Warum die Ursachen von Rückenschmerzen so schwierig zu diagnostizieren sind

| 24. Nov. 2010

Rückenschmerzen können unzählige Ursachen haben. Darum scheitern Ärzte oft an der richtigen Diagnose.

Das größte Problem bei Rückenschmerzen für einen Arzt ist, die wahre Ursache heraus zu finden und daraus die beste Therapie abzuleiten. Rückenschmerzen sind zwar weit verbreitet, aber auch von vielen Faktoren abhängig.

Der Rücken bildet eine hoch komplexe Struktur aus Knochen, Muskeln und anderen Arten von Gewebe rund um das Rückgrad, das seinerseits wieder das Rückenmark schützt.

Viele Probleme – ein gezerrter Muskel, ein gebrochener Knochen, ein Bandscheibenvorfall, ein eingeklemmter Nerv oder eine Kombination aus mehreren dieser Faktoren – können für Rückenschmerzen sorgen.

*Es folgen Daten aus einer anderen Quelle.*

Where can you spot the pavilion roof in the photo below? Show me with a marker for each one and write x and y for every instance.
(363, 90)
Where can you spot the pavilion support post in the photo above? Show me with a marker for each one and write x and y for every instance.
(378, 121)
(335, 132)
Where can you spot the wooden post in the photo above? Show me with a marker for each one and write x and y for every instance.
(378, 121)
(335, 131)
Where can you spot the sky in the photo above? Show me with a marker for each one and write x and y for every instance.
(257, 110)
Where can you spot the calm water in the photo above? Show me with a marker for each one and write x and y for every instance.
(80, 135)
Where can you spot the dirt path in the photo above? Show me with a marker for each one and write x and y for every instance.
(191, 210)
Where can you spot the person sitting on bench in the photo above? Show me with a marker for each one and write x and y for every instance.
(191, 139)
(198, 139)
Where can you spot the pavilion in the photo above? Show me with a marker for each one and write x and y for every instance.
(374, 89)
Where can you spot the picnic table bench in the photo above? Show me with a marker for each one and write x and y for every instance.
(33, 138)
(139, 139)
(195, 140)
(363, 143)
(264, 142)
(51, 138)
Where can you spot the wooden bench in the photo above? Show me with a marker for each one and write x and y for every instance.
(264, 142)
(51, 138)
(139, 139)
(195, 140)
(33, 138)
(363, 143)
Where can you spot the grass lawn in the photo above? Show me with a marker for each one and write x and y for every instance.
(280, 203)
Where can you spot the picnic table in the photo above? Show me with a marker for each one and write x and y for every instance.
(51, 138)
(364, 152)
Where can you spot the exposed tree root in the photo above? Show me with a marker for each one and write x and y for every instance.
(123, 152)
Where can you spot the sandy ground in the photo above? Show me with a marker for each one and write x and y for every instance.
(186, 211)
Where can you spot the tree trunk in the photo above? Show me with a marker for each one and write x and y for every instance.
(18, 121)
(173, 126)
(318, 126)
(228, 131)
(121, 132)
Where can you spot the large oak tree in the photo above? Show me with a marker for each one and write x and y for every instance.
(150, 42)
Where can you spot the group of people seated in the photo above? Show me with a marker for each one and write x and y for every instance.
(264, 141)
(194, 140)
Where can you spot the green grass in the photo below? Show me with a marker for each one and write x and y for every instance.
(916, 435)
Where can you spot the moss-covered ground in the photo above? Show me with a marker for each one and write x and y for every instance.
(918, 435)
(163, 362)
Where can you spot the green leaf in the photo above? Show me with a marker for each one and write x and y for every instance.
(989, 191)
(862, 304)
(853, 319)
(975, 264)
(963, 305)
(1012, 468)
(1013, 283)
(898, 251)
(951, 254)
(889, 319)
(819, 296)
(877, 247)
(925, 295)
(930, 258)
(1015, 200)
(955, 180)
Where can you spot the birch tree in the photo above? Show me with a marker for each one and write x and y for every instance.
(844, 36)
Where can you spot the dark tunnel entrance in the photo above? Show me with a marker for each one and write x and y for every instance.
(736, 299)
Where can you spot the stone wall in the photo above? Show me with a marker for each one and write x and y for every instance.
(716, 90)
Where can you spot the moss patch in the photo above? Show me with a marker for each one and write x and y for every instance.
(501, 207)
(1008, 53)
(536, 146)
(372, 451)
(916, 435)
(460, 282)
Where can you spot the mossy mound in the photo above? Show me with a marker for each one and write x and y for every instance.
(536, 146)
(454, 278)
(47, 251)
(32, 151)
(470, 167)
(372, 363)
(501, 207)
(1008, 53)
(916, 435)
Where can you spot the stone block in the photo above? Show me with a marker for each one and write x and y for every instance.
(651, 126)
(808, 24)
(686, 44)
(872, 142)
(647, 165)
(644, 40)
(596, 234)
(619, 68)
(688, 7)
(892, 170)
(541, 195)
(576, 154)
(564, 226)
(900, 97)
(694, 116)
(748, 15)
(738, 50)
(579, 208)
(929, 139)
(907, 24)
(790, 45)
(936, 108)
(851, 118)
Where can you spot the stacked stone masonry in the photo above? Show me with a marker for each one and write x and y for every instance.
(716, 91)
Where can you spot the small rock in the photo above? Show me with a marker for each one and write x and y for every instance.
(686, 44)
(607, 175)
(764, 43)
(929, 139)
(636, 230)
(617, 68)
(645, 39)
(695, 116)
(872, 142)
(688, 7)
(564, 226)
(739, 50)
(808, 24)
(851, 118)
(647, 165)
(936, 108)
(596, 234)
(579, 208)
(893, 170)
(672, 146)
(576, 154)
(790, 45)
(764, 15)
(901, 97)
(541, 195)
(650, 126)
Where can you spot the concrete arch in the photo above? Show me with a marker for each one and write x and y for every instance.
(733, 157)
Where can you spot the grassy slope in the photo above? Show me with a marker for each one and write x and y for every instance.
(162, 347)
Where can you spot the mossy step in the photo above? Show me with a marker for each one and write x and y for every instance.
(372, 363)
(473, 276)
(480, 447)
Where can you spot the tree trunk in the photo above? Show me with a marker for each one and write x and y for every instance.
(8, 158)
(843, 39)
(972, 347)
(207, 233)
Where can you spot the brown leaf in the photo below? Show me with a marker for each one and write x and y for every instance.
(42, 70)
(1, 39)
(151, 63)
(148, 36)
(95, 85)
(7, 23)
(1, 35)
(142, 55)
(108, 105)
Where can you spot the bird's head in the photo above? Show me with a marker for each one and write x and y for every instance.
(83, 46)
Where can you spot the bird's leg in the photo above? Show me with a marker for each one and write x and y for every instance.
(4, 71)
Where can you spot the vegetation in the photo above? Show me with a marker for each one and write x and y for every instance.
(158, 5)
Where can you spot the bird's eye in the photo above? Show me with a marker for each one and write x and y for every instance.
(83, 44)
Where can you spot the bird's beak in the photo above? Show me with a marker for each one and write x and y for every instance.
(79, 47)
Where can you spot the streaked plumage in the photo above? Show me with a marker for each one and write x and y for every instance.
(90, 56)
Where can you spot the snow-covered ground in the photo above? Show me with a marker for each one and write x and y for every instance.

Abgesehen davon ist Schmerz ein subjektives Empfinden. Was dem einen unerträglich erscheint, ist für den anderen halb so schlimm. Und wer jemals Rückenschmerzen hatte, weiß, wie schwer es oft ist, genau zu erkennen, welcher Teil des Rückens genau weh tut.

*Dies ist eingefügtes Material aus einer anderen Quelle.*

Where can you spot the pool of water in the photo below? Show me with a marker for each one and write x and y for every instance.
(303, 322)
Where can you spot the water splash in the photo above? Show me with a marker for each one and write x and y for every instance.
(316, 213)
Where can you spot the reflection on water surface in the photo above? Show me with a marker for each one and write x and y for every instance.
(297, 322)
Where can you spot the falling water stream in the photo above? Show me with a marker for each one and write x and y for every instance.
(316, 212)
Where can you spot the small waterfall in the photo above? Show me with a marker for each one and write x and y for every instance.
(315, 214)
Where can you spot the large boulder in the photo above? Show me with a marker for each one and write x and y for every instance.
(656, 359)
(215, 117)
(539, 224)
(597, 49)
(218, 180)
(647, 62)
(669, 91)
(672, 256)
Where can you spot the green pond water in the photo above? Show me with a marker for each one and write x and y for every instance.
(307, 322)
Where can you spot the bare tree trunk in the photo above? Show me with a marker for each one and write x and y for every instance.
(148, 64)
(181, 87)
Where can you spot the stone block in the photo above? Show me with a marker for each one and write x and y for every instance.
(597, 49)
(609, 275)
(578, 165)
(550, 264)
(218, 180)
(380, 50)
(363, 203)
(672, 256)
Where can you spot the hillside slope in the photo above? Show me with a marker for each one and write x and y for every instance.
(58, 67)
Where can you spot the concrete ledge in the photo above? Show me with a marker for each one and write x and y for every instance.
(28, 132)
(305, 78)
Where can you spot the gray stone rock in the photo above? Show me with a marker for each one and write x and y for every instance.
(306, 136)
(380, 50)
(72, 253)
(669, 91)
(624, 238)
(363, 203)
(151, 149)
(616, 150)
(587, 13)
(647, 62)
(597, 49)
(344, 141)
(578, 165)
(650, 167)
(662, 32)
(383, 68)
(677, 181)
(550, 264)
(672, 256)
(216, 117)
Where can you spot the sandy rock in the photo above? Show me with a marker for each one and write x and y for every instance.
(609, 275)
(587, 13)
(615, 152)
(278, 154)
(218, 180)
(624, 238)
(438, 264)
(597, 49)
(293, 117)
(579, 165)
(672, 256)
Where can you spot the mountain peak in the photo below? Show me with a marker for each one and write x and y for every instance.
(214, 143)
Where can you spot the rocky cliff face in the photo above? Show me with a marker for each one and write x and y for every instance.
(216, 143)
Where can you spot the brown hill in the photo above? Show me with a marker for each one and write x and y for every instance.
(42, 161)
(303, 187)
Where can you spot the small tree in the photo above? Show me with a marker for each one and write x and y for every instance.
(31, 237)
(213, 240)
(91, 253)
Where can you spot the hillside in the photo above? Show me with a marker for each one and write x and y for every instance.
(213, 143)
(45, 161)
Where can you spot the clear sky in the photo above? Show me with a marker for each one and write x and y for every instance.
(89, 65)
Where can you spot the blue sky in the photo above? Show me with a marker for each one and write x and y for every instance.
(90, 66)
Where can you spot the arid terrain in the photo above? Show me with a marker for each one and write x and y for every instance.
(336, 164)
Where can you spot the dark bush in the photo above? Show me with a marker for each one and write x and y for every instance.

All diese Faktoren führen dazu, dass die Ursachen von Rückenschmerzen besonders schwierig zu diagnostizieren sind.

Die Rückenhelfer sagen: Rückenschmerzen sind wahrscheinlich so alt wie die Menschheit selbst. Trotzdem müssen Ärzte noch immer sehr viel darüber lernen. Und trotzdem sollten Betroffene nicht aufhören, zu einem Arzt zu gehen.